ボロミアはうなずき、アラゴルンの向こうに視線を据えた。
「ああ、そのようだ。それにどうも仲間のうちの誰かさんが、明らかに限界にきて動揺しているようだぞ」

人間仲間の片割れのその言葉に困惑し、アラゴルンは彼の視線の先にいるレゴラスを見た。
エルフは仲間達から少し離れた、ガンダルフの持つ光が届くか届かないかの位置にいた。
ぼんやりとした明かりの中で、エルフはアラゴルンがこれまで見たことのないくらいナーバスになっている様子だった。

「ずっと見ていて思ったのだが」ボロミアは続けた。
「奴はこの場所にかなり影響を受けている。一週間前にはそんなことがあり得るなんて思っても見なかったのだが、奴は壊れつつあるぞ、アラゴルン。奴がもし倒れたら、逆に俺達全員が影響をうけることになろう」

レゴラスが倒れる?
実際にエルフのまいっている姿を見ていないアラゴルンにとっては、その考えは笑止千万だ。 しかしよく考えてみれば、それは当然のことだった。彼ら全員のなかではレゴラスがいちばん森の開放感に慣れ親しんでいる。
エルフは生あるすべての植物、動物の存在のうえに成り立っている。それらが力の源なのだ。 この、生命と光から隔絶された場所に閉じ込められることは、森のエルフにとっては拷問にも等しいに違いない。

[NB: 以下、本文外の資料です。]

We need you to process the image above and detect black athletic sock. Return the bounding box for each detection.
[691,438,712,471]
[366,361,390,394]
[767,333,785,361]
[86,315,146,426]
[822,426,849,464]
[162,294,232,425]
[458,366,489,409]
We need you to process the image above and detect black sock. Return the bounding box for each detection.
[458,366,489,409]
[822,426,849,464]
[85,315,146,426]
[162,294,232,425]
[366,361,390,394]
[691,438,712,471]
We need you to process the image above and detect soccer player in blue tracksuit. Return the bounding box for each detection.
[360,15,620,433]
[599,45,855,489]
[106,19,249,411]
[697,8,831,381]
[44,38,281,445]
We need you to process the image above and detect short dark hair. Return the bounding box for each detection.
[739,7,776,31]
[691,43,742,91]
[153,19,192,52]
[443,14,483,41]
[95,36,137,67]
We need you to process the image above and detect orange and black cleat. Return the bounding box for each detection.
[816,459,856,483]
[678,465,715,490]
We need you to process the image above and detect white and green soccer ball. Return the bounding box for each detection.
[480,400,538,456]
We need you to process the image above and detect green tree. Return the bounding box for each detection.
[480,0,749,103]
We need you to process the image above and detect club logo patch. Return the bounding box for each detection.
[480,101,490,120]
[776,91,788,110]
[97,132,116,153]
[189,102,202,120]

「注意を払っておこう」アラゴルンは静かにそう約束した。
湖での出来事についてレゴラスを嫌悪すると同時に、アラゴルンは今の状態をもたらしたのが己のせいであることも十分認識していた。
自分の間違った怒りのせいで、この旅を危険に晒すわけにはいくまい。

彼らは太陽のないこの場所で、一日の長さを測ることもなくひたすら歩いた。
ガンダルフは着実に皆を上のほうへと導き、そしてようやく白い明かり−−月明かり かその反対か−−が岩の裂け目から、まるで巨大な石の生物が吹き出す血のよう に差し込む場所に出た。
幸運なことに、彼らは道の脇に一つの部屋を見つけた。そこは一晩を明かすのに いくらか安心できそうな場所だった。

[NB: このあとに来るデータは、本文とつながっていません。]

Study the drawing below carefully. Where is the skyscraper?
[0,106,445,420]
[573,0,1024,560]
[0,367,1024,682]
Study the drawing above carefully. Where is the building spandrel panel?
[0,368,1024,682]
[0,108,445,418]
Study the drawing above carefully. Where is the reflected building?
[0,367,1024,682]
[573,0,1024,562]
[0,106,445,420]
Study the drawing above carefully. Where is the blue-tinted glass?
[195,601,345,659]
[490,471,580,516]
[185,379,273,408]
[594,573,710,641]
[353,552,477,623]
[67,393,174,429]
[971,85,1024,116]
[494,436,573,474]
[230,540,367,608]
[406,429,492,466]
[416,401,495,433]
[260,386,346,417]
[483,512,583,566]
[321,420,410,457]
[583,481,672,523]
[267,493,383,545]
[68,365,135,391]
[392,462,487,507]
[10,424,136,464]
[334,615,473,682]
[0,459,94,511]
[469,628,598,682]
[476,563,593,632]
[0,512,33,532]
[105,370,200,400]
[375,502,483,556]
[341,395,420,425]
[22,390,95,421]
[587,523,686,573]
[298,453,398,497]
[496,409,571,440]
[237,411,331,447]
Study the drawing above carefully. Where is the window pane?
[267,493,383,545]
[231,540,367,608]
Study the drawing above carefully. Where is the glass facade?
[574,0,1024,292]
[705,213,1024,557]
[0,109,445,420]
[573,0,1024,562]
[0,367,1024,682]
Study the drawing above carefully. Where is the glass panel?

アラゴルンは、全員がぼんやりとした明かりに照らされた部屋に無事入るのを見届けた。
全員、レゴラスを除いて。
彼はエルフが立ち止まらずに歩いていくのに気づいた。部屋を出て、エルフが朽ち果てた廊下を進んでいくのを見る。
そして、レゴラスの優雅とはいえない足取りに眼が釘付けになった。
太陽光の欠乏は、まるで病原体のようにエルフの生命力を蝕んでいるに違いない。
レゴラスが気力を失いつつあるという考えは、奇妙に好奇心をそそった。アラゴルンは彼の後を追った。